All new SDCARDs conform to one of the speed classes defined by the specification, it’s usually stamped on top of the card and they are quite relevant for multiple reasons.
It defines the speed at which you can clock the card, 50MHz for class 10 and otherwise 25MHz.
Also alludes to the RU size, higher class cards pack more internal buffering.
Finally its primary purpose is of conveying the maximum write speed, class 10 being the fastest.
SD Bus Clock
High clocking capability means better internal circuit and more the bill of material$, class 10 cards are said to be capable of high speed (50MHz) mode, at least that is what the spec claims but the scriptures may not always reflect the reality. Running an intensive I/O test showed that in practice even a 44MHz clock tends to choke most of the cards, actually two out of the four popular makes exhibited inconsistencies. Even though card’s CSD register mentioned 50MHz, the general card behavior tends to be intolerant to intensive use cases at higher clocks, sometimes even before switching to high speed mode (via CMD6) the CSD register claim 50MHz compliance which seems contrary to the spec and when practiced bricks or crashes the card.
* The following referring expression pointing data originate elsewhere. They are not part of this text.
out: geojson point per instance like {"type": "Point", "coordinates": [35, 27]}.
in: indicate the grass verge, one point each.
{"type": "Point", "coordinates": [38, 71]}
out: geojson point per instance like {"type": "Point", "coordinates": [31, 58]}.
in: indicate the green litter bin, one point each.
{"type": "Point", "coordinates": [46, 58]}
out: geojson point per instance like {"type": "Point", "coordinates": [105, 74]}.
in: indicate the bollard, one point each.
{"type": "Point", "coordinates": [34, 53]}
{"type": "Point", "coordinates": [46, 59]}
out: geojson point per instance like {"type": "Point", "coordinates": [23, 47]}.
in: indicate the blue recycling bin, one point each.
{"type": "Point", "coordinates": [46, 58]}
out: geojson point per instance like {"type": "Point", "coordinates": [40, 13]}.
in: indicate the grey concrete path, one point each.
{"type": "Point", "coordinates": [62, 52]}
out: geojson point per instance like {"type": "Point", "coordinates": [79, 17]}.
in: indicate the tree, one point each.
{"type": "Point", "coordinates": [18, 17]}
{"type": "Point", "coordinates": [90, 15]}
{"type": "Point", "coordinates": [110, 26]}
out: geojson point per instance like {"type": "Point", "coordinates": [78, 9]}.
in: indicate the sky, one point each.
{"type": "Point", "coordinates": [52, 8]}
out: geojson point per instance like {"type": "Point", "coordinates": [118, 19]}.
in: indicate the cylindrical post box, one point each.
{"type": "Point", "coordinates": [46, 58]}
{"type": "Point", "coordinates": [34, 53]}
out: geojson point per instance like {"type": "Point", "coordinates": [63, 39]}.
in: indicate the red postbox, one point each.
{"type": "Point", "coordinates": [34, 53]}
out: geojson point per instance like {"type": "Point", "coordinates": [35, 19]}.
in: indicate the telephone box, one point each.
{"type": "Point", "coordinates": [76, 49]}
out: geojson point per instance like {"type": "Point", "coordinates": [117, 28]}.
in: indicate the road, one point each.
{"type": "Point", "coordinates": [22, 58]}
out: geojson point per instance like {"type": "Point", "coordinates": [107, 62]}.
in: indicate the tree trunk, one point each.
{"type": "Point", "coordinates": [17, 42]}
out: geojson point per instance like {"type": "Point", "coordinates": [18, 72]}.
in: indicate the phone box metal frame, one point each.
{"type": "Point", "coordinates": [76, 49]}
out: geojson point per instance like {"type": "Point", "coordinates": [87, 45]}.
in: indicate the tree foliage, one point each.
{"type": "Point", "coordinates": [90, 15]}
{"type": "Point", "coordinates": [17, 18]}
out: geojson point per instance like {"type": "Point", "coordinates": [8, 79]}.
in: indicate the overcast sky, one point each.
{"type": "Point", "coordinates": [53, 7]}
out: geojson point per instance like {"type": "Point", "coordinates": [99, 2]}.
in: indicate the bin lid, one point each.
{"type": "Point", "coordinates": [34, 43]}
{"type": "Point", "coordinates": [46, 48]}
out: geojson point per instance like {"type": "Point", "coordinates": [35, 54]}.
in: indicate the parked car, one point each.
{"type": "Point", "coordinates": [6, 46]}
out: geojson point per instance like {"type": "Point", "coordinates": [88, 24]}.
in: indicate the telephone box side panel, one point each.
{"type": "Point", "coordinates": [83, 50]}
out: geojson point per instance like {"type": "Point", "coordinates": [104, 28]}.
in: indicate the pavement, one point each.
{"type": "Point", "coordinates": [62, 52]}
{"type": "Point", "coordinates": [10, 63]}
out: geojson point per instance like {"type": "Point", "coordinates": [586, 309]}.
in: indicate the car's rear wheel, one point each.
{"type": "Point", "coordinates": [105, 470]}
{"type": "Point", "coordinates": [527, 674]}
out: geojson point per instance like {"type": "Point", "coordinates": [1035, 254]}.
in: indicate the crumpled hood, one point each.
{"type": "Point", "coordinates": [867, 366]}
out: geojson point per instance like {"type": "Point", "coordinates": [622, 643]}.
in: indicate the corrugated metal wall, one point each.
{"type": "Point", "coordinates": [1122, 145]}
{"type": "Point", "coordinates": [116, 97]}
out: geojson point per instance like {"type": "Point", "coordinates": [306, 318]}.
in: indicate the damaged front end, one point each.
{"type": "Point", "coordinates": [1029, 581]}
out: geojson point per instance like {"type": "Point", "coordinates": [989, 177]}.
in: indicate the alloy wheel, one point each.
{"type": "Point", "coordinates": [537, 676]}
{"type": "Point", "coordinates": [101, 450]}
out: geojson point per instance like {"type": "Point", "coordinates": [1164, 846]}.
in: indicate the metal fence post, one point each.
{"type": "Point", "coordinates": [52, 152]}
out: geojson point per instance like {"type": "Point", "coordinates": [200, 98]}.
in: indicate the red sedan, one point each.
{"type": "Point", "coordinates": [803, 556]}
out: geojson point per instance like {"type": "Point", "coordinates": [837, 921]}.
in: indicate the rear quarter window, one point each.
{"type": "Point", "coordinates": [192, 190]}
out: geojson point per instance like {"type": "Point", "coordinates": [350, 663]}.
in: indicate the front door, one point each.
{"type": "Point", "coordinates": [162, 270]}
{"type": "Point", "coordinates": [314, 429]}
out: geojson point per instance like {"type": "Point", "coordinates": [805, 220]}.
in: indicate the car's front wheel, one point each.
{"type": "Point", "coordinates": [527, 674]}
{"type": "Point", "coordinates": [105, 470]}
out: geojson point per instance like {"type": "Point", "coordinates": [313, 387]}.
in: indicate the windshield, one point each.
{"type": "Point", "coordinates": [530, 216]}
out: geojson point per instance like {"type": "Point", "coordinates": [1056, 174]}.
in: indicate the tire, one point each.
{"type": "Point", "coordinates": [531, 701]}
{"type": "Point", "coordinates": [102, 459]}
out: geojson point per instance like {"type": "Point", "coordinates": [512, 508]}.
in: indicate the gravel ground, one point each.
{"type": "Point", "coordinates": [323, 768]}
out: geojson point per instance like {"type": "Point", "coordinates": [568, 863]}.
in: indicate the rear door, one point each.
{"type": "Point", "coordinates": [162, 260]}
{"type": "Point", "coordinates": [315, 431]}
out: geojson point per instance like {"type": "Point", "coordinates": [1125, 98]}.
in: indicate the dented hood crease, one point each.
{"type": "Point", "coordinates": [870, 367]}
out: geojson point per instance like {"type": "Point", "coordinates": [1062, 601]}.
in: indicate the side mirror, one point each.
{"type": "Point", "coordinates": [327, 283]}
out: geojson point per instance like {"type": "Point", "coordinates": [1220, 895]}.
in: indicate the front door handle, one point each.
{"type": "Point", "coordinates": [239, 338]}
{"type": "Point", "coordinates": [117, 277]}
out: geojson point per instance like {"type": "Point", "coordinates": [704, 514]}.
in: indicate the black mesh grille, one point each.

The root cause of the high speed non-compliance is not clear to me but the fact that certain cards are more tolerant than the others should be kept in mind while testing the system.
Internal SDCARD buffers expedite I/O by implementing a producer-consumer like scenario, Class 4 cards tend to have an internal buffer (RU) size of 32K while for class 6 it goes up to 64K and for Class 10 a whopping 512K, not surprising that the price of the card also follows a similar pattern, runs from $5 to $10 & to around $30 for high speed cards. Optimal use of cards would be to write in terms of the RU sizes so that the card buffers are utilized to the maximum, writing more than the RU size will make the host unnecessarily wait for the card to flush data to internal flash and transmitting very small packets will only keep the SDCARD firmware unusually idle. Performance depends on the depth and also on the maximum utilization of available computational units within the pipeline. So, with regards to SDCARD also, we need to simultaneously engage the host and the card which eventually leads to better throughput.
Time taken to write 128 MB of data was sampled over a dozen cards, Class 10 PNY card was the fastest at 17 secs while the slowest was 88 secs for the Transcend class 4 card. Below we have a graph which shows how the time to write is inversely proportional to the cost and the RU size and the speed class of SDCARDs. Embedded host used for this exercise was an Embedded Artist EA 3250 board and it runs a 266MHz NXP controller.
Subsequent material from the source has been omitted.